Dear all,
I am trying to use DESeq2 to analyze my data. I have 2 conditions (wild type and mutant), and 3 samples for each condition. My samples are paired: wt1 with mutant1, wt2 with mutant2, wt3 with mutant3.
I am using R version 3.2.0 (2015-04-16) and DESeq2_1.8.1.The first script I wrote starts as followed:
d <- read.delim(infiles) m <- c(rep("MU",3),rep("WT",3)) cd <- data.frame(id=colnames(d), line=m, pair=c(1,2,3,1,2,3)) cd$line <- relevel(cd$line, ref="WT") dds <- DESeqDataSetFromMatrix(countData = d, colData = cd, design = ~ pair + line) dds <- DESeq(dds) res <- results(dds) sig <- res[which(res$padj<0.01),]

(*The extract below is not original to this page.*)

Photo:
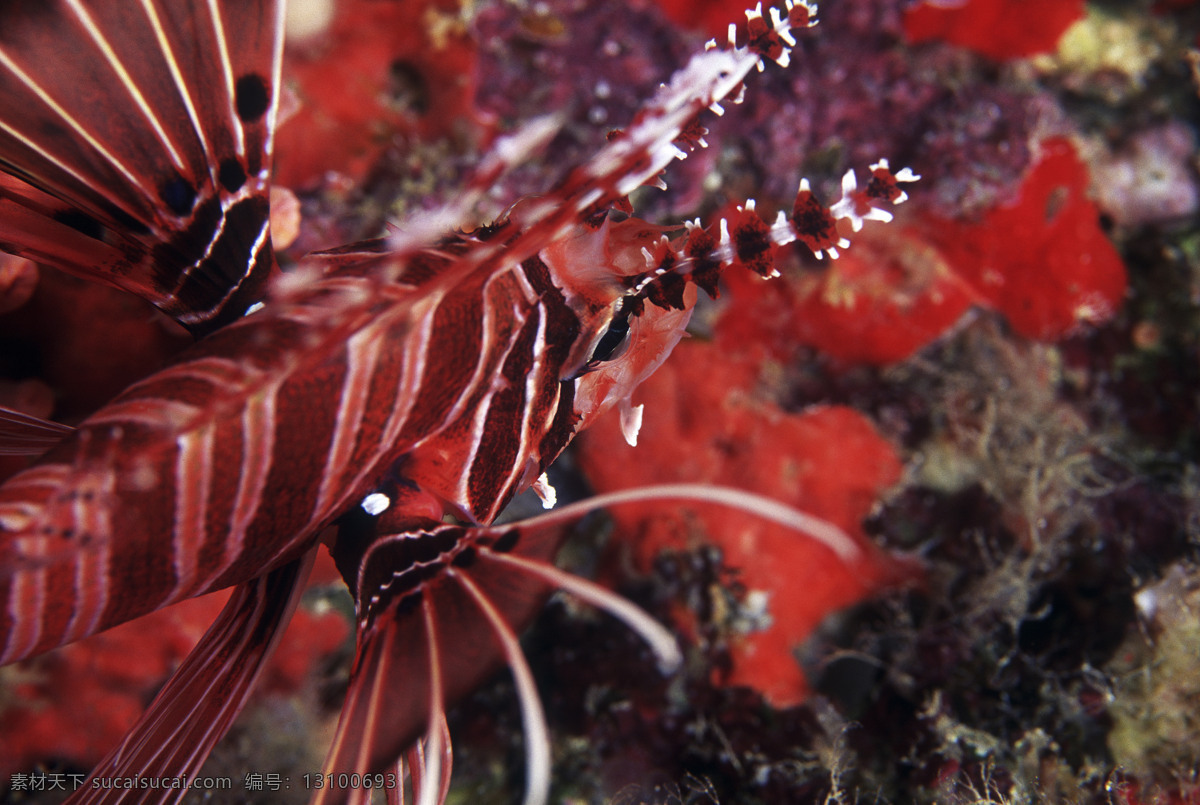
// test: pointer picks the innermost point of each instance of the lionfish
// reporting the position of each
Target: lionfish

It ran and gave me a list of differentially expressed genes. However, reading the DESeq2 manual, I realized that "pair" should be a factor, rather than a numeric. So I reran the previous script, with a modified 3rd line:
cd <- data.frame(id=colnames(d), line=m, pair=factor(c(1,2,3,1,2,3)))

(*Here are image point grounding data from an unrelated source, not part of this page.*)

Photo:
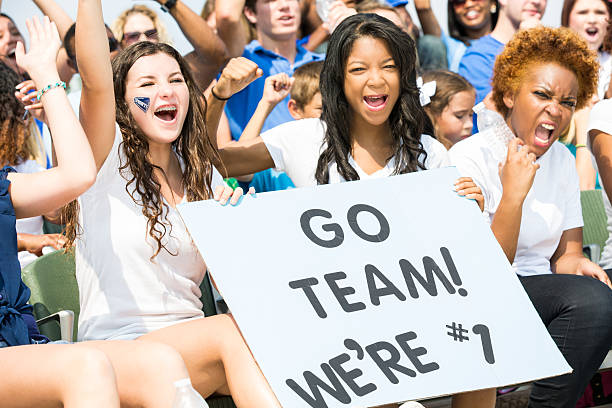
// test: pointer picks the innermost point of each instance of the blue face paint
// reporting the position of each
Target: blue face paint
(142, 102)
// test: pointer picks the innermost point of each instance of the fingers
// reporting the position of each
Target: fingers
(226, 194)
(218, 192)
(236, 196)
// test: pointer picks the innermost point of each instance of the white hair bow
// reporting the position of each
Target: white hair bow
(426, 91)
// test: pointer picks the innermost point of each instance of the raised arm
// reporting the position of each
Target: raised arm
(429, 22)
(517, 177)
(97, 113)
(57, 14)
(229, 26)
(209, 53)
(37, 193)
(568, 258)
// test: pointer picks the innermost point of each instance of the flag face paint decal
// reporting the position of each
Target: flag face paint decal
(142, 102)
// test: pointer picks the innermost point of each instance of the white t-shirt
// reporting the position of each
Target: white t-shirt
(605, 70)
(601, 120)
(123, 293)
(296, 146)
(31, 225)
(551, 206)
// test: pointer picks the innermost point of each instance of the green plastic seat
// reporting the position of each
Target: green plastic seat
(595, 231)
(52, 281)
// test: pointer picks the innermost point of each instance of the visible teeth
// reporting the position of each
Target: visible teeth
(166, 109)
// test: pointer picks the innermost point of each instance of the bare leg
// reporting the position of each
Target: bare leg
(475, 399)
(56, 375)
(218, 360)
(145, 371)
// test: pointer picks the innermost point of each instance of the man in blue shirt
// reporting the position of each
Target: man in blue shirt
(275, 50)
(477, 62)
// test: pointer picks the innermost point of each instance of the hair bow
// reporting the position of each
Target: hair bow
(426, 91)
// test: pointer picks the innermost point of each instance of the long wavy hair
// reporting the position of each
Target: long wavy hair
(19, 137)
(407, 120)
(192, 146)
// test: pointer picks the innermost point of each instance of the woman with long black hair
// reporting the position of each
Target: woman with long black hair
(371, 126)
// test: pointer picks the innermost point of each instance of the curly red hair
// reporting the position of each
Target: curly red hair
(543, 45)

With this factor, about 150 genes which were previously DE are not DE anymore. I don't really understand what is causing this difference. Could you tell me if my design is correct?
Thank you Simon. I was not especially surprised to get different results, but I wanted to know the reason behind (and you explained it in your long answer).
For the threshold, we usually use 0.05 in our analyses. The script posted above is truncated, it creates several output files with different cut-offs.